Porém, poucas denominações religiosas aprenderam a jogar o jogo democrático com tanta maestria como os
evangélicos pentecostais no Brasil. Após o fim da Ditadura Militar, as igrejas pentecostais iniciaram “um
activismo muito mais forte do que o católico, no sentido de se organizarem para entrarem nos vários
partidos e depois actuarem no Congresso através de uma frente parlamentar”, diz Eustáquio.

A chamada “bancada da Bíblia”, que congrega deputados federais de diferentes partidos unidos pelos
valores e interesses das igrejas evangélicas, é um caso paradigmático de sucesso deste “projecto de ocupação
dos espaços parlamentares”, como define o demógrafo. Se em 1986, havia 33 deputados na Câmara dos
Deputados, hoje são contabilizados 202 parlamentares, cerca de 40% do hemiciclo.

Para além da intensa presença no Congresso, as diferentes igrejas pentecostais já mostraram ser capazes de
fazer eleger aliados para outros cargos importantes, como foi o caso do ex-“prefeito” do Rio de Janeiro, o
bispo Marcelo Crivella, sobrinho de Edir Macedo, e um dos líderes da IURD.
De forma idêntica, é extremamente forte o laço estabelecido entre os sectores evangélicos e o actual
Presidente brasileiro, Jair Bolsonaro, que costuma repetir com frequência um versículo bíblico – “E
conhecereis a verdade, e a verdade vos libertará” –, e escolheu como lema de campanha uma frase com forte
ressonância neste eleitorado: “Brasil acima de tudo, Deus acima de todos”.

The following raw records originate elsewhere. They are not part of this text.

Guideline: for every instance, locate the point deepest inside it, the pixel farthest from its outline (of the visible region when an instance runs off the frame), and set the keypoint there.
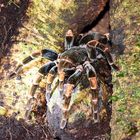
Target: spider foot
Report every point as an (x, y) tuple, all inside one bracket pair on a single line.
[(48, 93), (64, 119), (93, 82), (63, 123), (30, 106), (12, 75), (116, 68)]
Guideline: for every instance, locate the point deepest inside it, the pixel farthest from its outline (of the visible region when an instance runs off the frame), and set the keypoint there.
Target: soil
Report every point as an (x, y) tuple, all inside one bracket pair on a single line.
[(10, 127)]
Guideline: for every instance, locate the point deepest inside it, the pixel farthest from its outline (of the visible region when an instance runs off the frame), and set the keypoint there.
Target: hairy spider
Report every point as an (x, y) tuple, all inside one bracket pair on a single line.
[(84, 55)]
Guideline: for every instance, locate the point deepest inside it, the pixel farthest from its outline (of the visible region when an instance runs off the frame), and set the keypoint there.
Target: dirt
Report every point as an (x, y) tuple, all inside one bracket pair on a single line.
[(12, 128)]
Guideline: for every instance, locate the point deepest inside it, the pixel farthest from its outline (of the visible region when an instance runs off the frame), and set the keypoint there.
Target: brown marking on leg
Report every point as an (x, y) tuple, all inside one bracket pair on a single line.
[(50, 78), (61, 76), (93, 43), (93, 82), (35, 84)]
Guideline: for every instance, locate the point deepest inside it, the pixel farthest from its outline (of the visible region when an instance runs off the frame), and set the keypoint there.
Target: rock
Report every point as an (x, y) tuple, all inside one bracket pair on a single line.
[(3, 111)]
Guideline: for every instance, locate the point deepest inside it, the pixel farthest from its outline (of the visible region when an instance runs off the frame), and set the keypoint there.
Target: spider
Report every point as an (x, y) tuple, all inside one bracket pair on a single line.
[(83, 55)]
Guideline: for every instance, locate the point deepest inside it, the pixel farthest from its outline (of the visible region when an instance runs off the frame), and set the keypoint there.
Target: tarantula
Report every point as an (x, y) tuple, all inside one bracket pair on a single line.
[(81, 57)]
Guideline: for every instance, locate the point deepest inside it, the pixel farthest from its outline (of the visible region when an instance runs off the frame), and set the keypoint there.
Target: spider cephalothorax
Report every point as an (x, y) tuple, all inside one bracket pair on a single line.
[(90, 56)]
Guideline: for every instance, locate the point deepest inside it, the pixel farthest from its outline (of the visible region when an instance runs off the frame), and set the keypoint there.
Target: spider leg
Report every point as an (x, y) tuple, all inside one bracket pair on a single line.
[(91, 74), (50, 78), (46, 53), (69, 40), (43, 71), (72, 80)]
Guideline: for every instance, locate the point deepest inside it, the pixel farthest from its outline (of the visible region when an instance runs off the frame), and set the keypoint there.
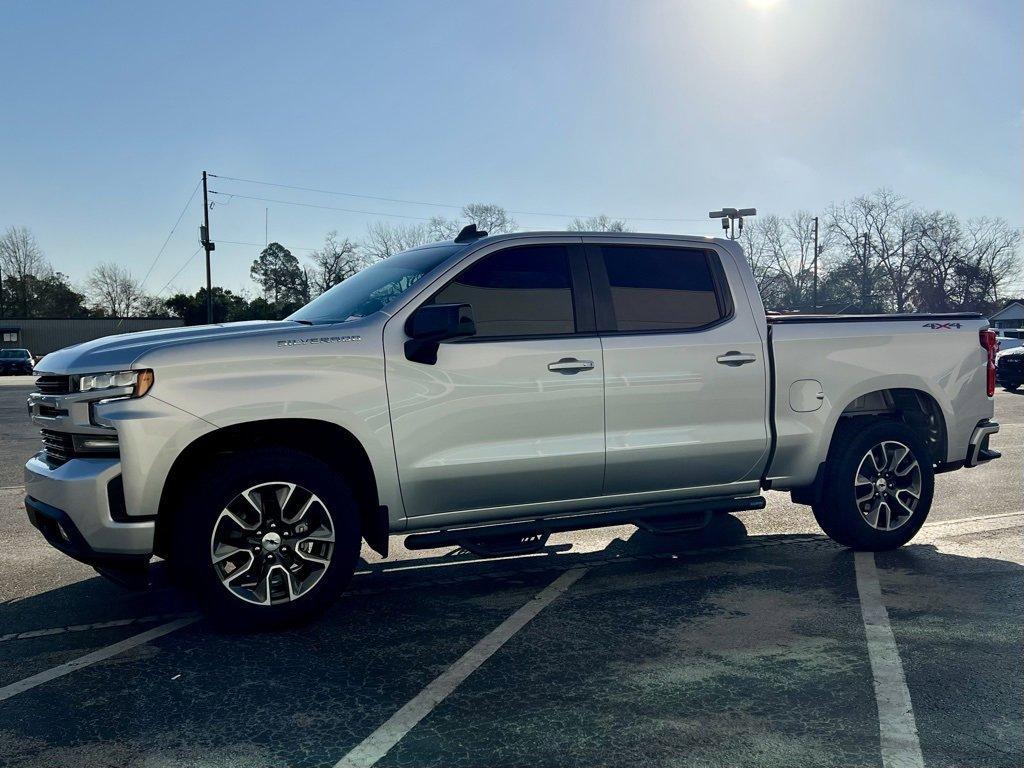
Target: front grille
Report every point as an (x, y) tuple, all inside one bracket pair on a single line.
[(58, 446), (53, 384)]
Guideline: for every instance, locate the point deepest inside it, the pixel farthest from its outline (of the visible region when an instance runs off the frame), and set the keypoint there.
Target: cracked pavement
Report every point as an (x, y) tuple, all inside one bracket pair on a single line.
[(741, 645)]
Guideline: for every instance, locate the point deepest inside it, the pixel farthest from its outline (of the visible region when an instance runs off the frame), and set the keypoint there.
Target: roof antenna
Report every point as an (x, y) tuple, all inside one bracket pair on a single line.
[(469, 233)]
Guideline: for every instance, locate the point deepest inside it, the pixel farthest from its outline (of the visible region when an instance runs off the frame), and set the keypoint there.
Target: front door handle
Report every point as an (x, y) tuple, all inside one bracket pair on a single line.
[(734, 358), (570, 366)]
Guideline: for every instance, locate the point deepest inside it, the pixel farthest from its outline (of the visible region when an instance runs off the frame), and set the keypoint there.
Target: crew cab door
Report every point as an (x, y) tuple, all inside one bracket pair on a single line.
[(685, 386), (514, 415)]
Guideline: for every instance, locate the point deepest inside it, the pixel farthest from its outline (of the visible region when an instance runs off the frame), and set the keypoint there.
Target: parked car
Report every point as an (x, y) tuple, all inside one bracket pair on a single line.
[(1010, 369), (15, 361), (484, 392)]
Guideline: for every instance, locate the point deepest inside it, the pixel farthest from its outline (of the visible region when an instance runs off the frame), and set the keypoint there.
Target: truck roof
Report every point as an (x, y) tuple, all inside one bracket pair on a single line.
[(617, 236)]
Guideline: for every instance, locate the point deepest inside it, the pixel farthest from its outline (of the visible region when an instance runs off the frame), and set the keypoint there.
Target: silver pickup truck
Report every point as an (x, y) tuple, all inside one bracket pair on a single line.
[(485, 392)]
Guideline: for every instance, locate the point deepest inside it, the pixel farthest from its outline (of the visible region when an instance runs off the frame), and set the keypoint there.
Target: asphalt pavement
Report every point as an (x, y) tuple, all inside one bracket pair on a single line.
[(756, 642)]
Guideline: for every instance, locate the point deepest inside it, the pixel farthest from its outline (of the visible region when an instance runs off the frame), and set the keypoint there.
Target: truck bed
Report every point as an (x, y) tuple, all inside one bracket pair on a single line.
[(822, 366)]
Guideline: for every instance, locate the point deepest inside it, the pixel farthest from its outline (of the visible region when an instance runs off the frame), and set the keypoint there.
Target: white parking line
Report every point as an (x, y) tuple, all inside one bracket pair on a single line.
[(378, 743), (897, 727), (89, 658)]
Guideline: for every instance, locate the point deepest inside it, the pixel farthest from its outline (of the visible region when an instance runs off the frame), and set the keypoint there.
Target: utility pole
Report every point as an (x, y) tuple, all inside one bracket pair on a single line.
[(204, 239), (863, 280), (814, 300)]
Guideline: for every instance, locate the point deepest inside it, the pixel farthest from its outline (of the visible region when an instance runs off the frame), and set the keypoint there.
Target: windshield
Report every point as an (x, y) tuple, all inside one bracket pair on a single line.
[(374, 288)]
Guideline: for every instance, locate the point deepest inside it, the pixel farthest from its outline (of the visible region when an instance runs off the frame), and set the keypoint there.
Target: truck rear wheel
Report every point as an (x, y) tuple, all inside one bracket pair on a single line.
[(878, 488), (266, 538)]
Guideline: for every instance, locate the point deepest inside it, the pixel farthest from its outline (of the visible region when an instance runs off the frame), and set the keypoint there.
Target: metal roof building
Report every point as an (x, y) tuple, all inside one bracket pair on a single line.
[(44, 335)]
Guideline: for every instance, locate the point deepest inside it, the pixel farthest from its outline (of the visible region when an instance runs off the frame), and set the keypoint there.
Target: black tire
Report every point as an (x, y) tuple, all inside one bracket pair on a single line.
[(840, 514), (200, 528)]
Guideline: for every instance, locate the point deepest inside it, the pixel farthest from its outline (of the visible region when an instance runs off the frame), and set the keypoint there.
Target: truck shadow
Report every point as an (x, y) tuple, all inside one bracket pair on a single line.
[(715, 612)]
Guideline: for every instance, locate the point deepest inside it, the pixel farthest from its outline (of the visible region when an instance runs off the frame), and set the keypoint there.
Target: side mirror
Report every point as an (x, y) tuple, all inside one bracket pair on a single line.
[(432, 324)]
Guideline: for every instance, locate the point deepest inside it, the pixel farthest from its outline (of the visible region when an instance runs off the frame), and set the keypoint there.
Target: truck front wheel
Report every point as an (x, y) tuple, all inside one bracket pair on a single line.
[(878, 488), (266, 538)]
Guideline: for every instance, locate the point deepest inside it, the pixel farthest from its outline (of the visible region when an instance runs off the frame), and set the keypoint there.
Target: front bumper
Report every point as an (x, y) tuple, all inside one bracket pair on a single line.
[(80, 489), (60, 531)]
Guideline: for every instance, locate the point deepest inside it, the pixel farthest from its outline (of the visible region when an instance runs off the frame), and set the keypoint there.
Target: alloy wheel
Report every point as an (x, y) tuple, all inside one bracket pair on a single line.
[(888, 485), (272, 543)]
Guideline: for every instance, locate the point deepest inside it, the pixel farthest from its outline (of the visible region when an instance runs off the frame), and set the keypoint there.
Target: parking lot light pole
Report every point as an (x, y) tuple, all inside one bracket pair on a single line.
[(204, 239), (814, 294), (730, 217)]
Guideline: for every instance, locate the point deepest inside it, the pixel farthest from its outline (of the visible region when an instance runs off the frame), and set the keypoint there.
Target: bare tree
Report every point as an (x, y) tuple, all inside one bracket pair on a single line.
[(492, 218), (488, 217), (890, 263), (335, 262), (113, 290), (22, 259), (993, 246), (761, 255), (384, 240), (599, 223)]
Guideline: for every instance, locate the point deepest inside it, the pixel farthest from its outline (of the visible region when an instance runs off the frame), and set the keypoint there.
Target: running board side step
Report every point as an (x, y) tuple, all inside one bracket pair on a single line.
[(528, 536)]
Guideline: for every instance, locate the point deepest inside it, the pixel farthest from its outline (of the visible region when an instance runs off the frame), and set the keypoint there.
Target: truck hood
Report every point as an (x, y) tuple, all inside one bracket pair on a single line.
[(119, 352)]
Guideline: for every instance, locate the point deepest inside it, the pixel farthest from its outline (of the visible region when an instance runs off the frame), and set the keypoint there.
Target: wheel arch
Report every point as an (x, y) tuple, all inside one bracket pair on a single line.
[(329, 442), (912, 407)]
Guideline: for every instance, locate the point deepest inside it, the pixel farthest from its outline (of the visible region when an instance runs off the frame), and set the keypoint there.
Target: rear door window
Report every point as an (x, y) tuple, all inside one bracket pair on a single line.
[(662, 289)]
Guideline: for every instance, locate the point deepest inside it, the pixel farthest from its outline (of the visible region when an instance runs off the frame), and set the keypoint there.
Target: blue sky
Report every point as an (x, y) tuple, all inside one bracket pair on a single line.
[(111, 111)]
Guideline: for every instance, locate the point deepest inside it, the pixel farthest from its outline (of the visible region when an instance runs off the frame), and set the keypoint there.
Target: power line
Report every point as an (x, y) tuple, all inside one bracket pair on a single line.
[(180, 269), (421, 203), (340, 194), (169, 236), (325, 208)]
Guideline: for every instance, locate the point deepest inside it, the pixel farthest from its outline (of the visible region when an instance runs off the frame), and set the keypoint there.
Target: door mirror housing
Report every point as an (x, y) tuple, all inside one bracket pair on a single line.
[(432, 324)]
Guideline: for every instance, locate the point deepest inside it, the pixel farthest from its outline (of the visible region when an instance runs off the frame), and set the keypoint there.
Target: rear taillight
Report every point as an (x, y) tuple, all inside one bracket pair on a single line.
[(989, 343)]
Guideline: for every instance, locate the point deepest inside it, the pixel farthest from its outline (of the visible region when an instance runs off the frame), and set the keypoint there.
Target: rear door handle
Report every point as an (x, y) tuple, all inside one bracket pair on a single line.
[(570, 366), (734, 358)]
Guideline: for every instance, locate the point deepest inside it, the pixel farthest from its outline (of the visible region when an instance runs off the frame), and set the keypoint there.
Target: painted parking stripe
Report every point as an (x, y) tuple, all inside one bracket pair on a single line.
[(378, 743), (97, 655), (897, 727)]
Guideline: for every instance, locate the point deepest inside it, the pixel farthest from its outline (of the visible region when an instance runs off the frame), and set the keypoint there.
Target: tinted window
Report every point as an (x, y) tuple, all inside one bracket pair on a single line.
[(517, 292), (658, 289)]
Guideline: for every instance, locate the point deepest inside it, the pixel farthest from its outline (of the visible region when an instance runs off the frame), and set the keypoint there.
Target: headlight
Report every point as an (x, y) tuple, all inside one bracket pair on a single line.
[(139, 381)]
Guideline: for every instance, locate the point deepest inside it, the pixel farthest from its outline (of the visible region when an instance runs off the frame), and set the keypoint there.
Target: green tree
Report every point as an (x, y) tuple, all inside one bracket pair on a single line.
[(279, 274)]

o estabelecido entre os sectores evangélicos e o actual Presidente brasileiro, Jair Bolsonaro REUTERS/RICARDO MORAES

Um passo importante dado durante a presidência de Bolsonaro, do ponto de vista das igrejas, foi a
nomeação, em 2021, de André Mendonça para juiz do Supremo Tribunal Federal, cumprindo a promessa de
escolher um juiz “terrivelmente evangélico” para o principal tribunal do país. Pela primeira vez, o STF conta
com um juiz declaradamente evangélico na sua composição.

Os especialistas avisam, no entanto, que é precipitado caracterizar de forma absoluta a população evangélica
num quadro fixo: conservadores, opositores ao aborto ou às uniões não heteronormativas.

“Existe mais diversidade entre os evangélicos do que entre os católicos”, observa Eustáquio, lembrando a
existência de grupos progressistas de crentes evangélicos, embora minoritários no contexto geral.

A socióloga Christina Vital da Cunha sublinha que o conservadorismo e a valorização da tradição são traços
característicos de todas as religiões, e não apenas das evangélicas. “Há uma predominância do
conservadorismo moral entre os evangélicos”, explica, “mas que não se reflecte necessariamente em
vinculações à direita ou à extrema-direita”.